Trump reassures NATO chief of alliance’s ‘enduring importance,’ contradicting campaign rhetoric

19 Nov, 2016 11:14

In an unannounced phone call with NATO’s secretary general, Donald Trump acknowledged that the military alliance still has “enduring importance.” While the comment may come as a relieve to some European leaders, it runs contrary to his previous remarks.

A brief NATO statement released on Friday announced that US President-elect Donald Trump and Secretary General Jens Stoltenberg had both underlined the military alliance’s “enduring importance and discussed how NATO is adapting to the new security environment, including to counter the threat of terrorism” in what appears to have been an impromptu telephone conversation. 

The statement added that “progress has been made on fairer burden-sharing,” while acknowledging that the United States spends far more on defense than its European allies. In addition, it said that the bloc’s leaders are looking forward to meeting with Trump during the NATO Summit in Brussels next year.

Later in the day, Stoltenberg said on his Twitter that he had had “a good talk” with Trump. Notably, the call was not listed on the schedule update released by Trump’s transition team on Friday morning, according to the Washington Post

The conversation is likely to come as welcome news to European leaders anxious about threats that Trump has made in the past to abandon the bloc. During his election campaign, Trump repeatedly said that the US should scrap its security agreements with Europe if its allies continue to shirk their fair share of the defense bill.

“Hey, NATO allies,” Trump wrote in a straightforward Facebook post in July, “If we are not reimbursed for the tremendous cost of protecting you, I will tell you – congratulations, you will be defending yourself.” The president-elect has also called NATO “obsolete” and questioned its relevance in the modern era.
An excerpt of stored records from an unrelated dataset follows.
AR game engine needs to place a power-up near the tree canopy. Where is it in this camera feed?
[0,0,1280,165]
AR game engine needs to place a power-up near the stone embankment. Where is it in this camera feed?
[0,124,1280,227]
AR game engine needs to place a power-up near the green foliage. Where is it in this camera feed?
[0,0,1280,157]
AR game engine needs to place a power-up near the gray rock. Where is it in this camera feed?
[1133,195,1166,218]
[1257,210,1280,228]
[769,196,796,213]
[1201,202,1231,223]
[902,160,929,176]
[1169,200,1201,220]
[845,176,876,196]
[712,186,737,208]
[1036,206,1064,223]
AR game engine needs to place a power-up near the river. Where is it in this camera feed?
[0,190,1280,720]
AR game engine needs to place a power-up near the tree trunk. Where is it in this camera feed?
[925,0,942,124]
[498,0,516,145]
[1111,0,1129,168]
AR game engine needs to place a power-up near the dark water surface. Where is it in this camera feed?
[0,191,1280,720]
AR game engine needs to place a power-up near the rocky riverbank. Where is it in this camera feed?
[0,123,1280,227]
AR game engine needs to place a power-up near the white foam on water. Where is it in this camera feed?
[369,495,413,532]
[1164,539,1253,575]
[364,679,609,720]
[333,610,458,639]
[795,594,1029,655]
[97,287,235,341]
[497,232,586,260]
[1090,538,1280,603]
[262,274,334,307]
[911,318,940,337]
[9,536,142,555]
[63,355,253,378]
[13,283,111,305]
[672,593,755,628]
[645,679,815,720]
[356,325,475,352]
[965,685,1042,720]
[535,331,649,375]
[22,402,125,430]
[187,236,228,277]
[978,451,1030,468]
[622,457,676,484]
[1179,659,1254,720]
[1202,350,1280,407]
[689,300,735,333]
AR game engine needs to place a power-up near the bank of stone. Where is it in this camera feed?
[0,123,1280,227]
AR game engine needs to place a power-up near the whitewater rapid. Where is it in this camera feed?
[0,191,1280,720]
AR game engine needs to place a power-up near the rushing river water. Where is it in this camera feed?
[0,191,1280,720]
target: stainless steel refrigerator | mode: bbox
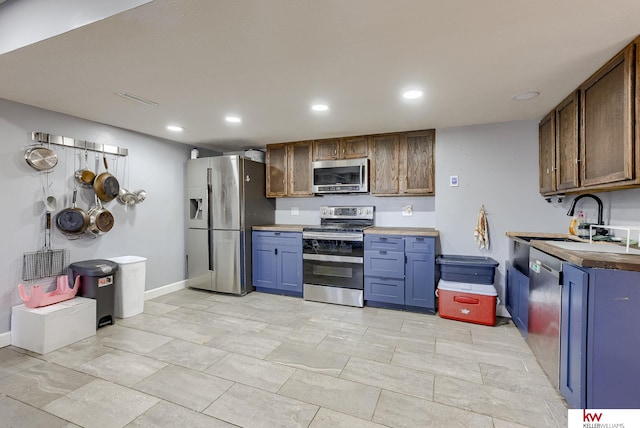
[187,156,275,295]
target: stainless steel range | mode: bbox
[302,206,374,308]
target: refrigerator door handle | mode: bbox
[209,231,215,271]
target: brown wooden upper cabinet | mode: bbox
[313,136,369,160]
[580,44,635,187]
[266,144,288,198]
[266,141,313,198]
[555,91,580,191]
[287,141,313,196]
[538,111,556,195]
[539,38,640,195]
[369,129,435,196]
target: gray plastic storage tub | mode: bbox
[436,255,499,284]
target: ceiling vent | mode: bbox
[116,92,158,107]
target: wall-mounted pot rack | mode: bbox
[31,132,129,156]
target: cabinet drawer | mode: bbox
[364,250,404,279]
[364,277,404,305]
[253,231,302,248]
[364,235,404,252]
[404,236,436,254]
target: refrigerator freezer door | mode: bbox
[211,230,247,294]
[187,158,210,229]
[187,229,211,290]
[210,156,244,230]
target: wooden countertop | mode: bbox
[252,224,309,232]
[364,226,440,236]
[505,232,588,242]
[252,224,439,236]
[506,232,640,272]
[531,240,640,272]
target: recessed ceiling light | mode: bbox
[402,89,423,100]
[511,91,540,101]
[311,104,329,111]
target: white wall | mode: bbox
[435,121,569,315]
[0,99,191,334]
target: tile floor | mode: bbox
[0,289,567,428]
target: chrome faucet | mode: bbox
[567,193,606,234]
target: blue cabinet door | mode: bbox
[560,263,589,409]
[504,262,520,318]
[404,253,436,311]
[252,239,277,288]
[276,246,302,293]
[364,249,404,279]
[585,269,640,409]
[364,276,404,305]
[505,262,529,338]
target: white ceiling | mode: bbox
[0,0,640,151]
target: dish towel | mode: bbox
[473,204,489,250]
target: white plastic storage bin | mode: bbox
[108,256,147,318]
[11,297,96,354]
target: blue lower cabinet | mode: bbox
[404,252,436,312]
[505,262,529,338]
[364,276,404,305]
[559,264,589,409]
[559,262,640,409]
[364,235,436,313]
[252,231,302,297]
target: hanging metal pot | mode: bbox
[118,187,138,208]
[86,195,115,238]
[74,150,96,187]
[56,189,89,236]
[93,154,120,202]
[24,146,58,171]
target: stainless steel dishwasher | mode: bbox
[527,244,562,387]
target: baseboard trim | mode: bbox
[0,331,11,348]
[496,305,511,318]
[144,280,187,300]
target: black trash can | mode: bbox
[69,259,118,328]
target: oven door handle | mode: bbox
[302,232,363,242]
[302,253,364,265]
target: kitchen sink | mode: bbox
[545,240,640,255]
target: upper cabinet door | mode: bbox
[313,135,369,160]
[340,136,369,159]
[369,134,400,195]
[538,112,556,195]
[580,44,635,187]
[313,138,340,160]
[266,144,287,198]
[556,91,580,190]
[288,141,313,196]
[400,129,436,195]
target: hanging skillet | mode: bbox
[24,146,58,171]
[56,189,89,235]
[93,153,120,202]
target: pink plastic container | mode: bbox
[18,275,80,308]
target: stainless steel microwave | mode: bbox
[312,158,369,194]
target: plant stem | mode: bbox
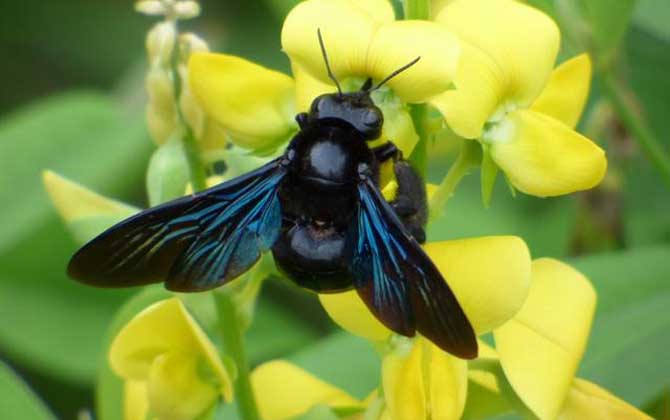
[602,71,670,185]
[213,290,259,420]
[428,144,473,223]
[403,0,430,20]
[170,20,207,191]
[410,104,429,178]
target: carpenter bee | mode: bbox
[68,33,477,358]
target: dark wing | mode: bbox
[352,180,477,359]
[68,159,286,292]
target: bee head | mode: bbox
[308,91,384,140]
[307,29,421,140]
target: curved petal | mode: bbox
[558,378,652,420]
[42,171,138,223]
[369,100,419,156]
[319,290,391,341]
[123,380,149,420]
[483,110,607,197]
[493,258,596,419]
[291,61,337,112]
[147,352,218,420]
[251,360,361,420]
[281,0,379,83]
[365,20,460,102]
[531,54,591,128]
[382,340,427,419]
[349,0,395,23]
[430,42,506,139]
[425,342,468,420]
[109,298,232,400]
[424,236,531,334]
[436,0,560,108]
[42,171,140,244]
[189,53,295,149]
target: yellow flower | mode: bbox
[109,298,232,420]
[432,0,607,197]
[251,360,365,420]
[189,0,460,155]
[319,237,531,420]
[320,256,648,420]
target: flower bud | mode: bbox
[174,0,200,19]
[146,21,177,67]
[135,0,167,16]
[146,67,176,144]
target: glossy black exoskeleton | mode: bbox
[68,32,477,358]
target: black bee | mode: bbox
[68,33,477,359]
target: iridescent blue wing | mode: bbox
[351,180,477,359]
[68,159,286,292]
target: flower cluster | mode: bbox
[40,0,645,420]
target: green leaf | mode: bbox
[288,332,381,399]
[147,139,189,206]
[579,0,635,63]
[0,93,151,384]
[633,0,670,41]
[0,93,150,255]
[0,361,55,420]
[574,247,670,406]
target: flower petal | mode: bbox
[189,53,294,149]
[348,0,395,23]
[251,360,361,420]
[483,110,607,197]
[281,0,379,83]
[382,340,427,419]
[42,171,139,244]
[123,380,149,420]
[531,54,591,128]
[147,352,218,420]
[42,171,138,222]
[109,298,232,400]
[493,258,596,419]
[424,236,530,334]
[430,42,505,139]
[291,61,337,112]
[365,20,461,102]
[558,378,652,420]
[319,290,391,341]
[436,0,560,107]
[424,342,468,420]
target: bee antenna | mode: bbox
[367,57,421,93]
[316,28,342,95]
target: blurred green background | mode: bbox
[0,0,670,419]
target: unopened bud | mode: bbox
[174,0,200,19]
[179,32,209,55]
[135,0,167,16]
[147,21,177,66]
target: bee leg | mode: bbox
[390,158,428,244]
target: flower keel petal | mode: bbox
[189,53,295,149]
[493,258,596,419]
[483,110,607,197]
[425,236,531,334]
[531,54,591,128]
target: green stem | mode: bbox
[602,72,670,185]
[403,0,430,20]
[428,140,474,223]
[410,104,429,178]
[213,290,259,420]
[170,20,207,191]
Despite the volatile nature of some of Trump’s remarks, his statements have been taken more than seriously in European capitals. Shortly after the US election, NATO strategists on Stoltenberg’s staff prepared a secret memo discussing how to deal with a number of worst-case scenarios, including the US’ withdrawal from Europe’s security architecture.
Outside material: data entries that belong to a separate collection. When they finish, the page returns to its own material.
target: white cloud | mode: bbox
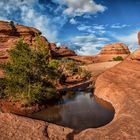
[77,24,106,34]
[93,25,105,30]
[69,18,78,24]
[113,30,139,52]
[53,0,107,17]
[110,23,130,29]
[0,0,61,42]
[71,34,109,55]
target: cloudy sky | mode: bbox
[0,0,140,55]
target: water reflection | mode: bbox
[32,92,114,129]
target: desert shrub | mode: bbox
[0,36,59,103]
[60,58,90,77]
[78,67,91,78]
[113,56,123,61]
[9,21,17,33]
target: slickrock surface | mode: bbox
[97,42,130,62]
[74,50,140,140]
[0,113,72,140]
[50,43,76,58]
[0,50,140,140]
[69,42,130,64]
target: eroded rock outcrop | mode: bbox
[74,50,140,140]
[0,50,140,140]
[50,43,76,58]
[0,21,76,62]
[100,42,130,55]
[97,42,130,62]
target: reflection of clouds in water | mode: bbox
[32,93,114,129]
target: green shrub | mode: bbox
[0,36,59,104]
[113,56,123,61]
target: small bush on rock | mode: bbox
[113,56,123,61]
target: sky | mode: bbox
[0,0,140,55]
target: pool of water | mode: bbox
[32,91,114,130]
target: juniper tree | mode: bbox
[1,36,59,103]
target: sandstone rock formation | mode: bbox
[97,42,130,62]
[138,31,140,45]
[0,21,76,62]
[0,50,140,140]
[50,43,76,58]
[100,43,130,55]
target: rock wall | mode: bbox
[100,42,130,55]
[0,50,140,140]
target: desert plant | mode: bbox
[9,21,17,33]
[0,36,59,103]
[113,56,123,61]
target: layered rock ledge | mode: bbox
[0,50,140,140]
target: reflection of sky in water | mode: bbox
[33,92,114,129]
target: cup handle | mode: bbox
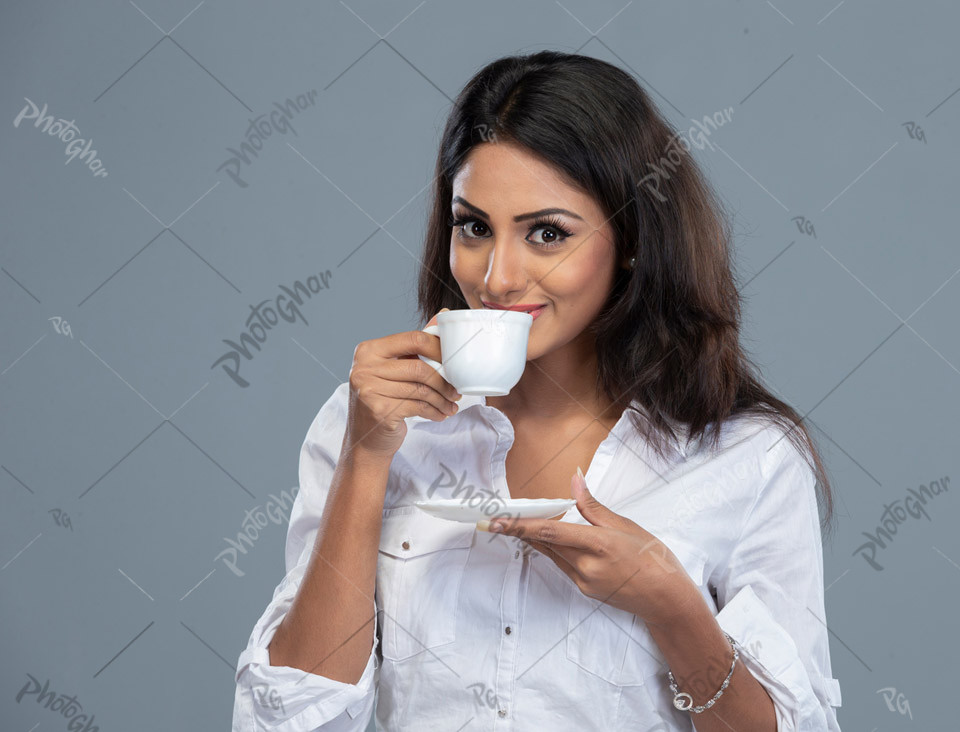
[417,324,447,379]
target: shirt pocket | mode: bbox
[566,538,706,686]
[376,506,476,661]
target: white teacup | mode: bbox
[418,308,533,396]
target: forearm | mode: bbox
[269,451,390,684]
[648,584,777,732]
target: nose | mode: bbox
[484,237,527,302]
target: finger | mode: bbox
[376,359,463,402]
[523,539,582,586]
[398,308,450,361]
[490,518,597,551]
[374,379,459,417]
[570,465,635,529]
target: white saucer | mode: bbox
[413,498,577,524]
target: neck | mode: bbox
[486,333,621,422]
Other leaders like European Commission President Jean-Claude Juncker argued that Europe must now make arrangements to defend itself without relying so much on the US. Speaking in Berlin earlier in November, he championed the idea of establishing a European military, warning that the Americans’ commitment to defending Europe should not be viewed as eternal.

In London, which has benefited from a “special relationship” with Washington, Trump’s current stance on NATO caused as much concern as it did in other European capitals. According to the Times, UK officials drafted a paper listing all of Trump campaign’s statements on NATO, with suggestions on ways to respond.
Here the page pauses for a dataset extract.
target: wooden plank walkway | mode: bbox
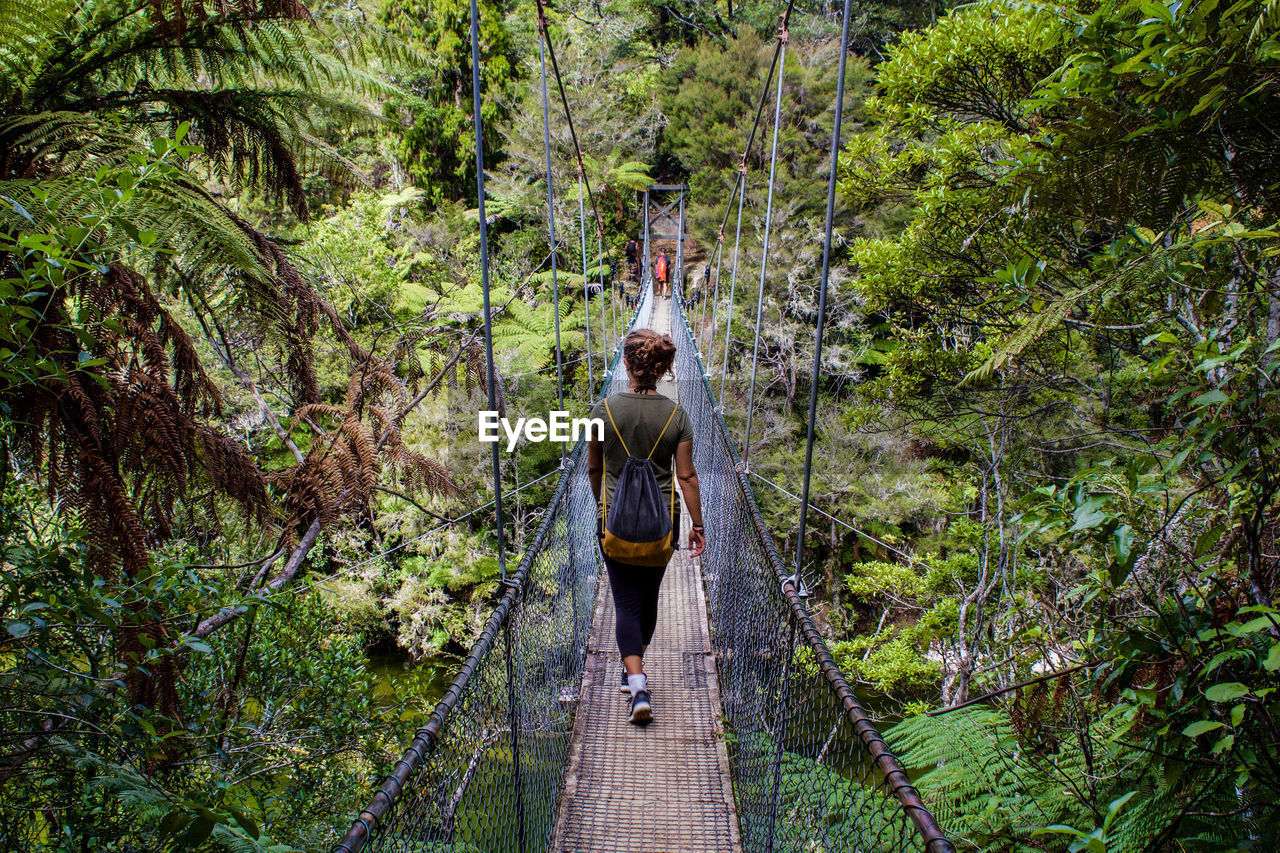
[552,300,741,853]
However, the present developments suggest that a dramatic change in US-NATO relations is unlikely in the near future.

“Just as America’s commitment to the transatlantic alliance has endured for seven decades, that commitment will continue, including our pledge and our treaty obligation to defend every ally,” Obama said in Berlin on Thursday during his last presidential tour of Europe.

The outgoing president also said he has been encouraged “by the president-elect’s insistence that NATO is a commitment that does not change.”

Sharing defense costs, one of Trump’s key concerns about NATO, will be addressed by the alliance’s leaders in the coming months. Secretary General Stoltenberg told Euronews on Friday that he was ready to concede to Trump’s demands and urge NATO’s European members to spend two percent of their GDP on defense.

“I absolutely agree with him. WE need a more balanced burden sharing between the United States and Europe. It’s not viable in the long run that the United States pays 70 percent of the total defense spending of NATO,” he said.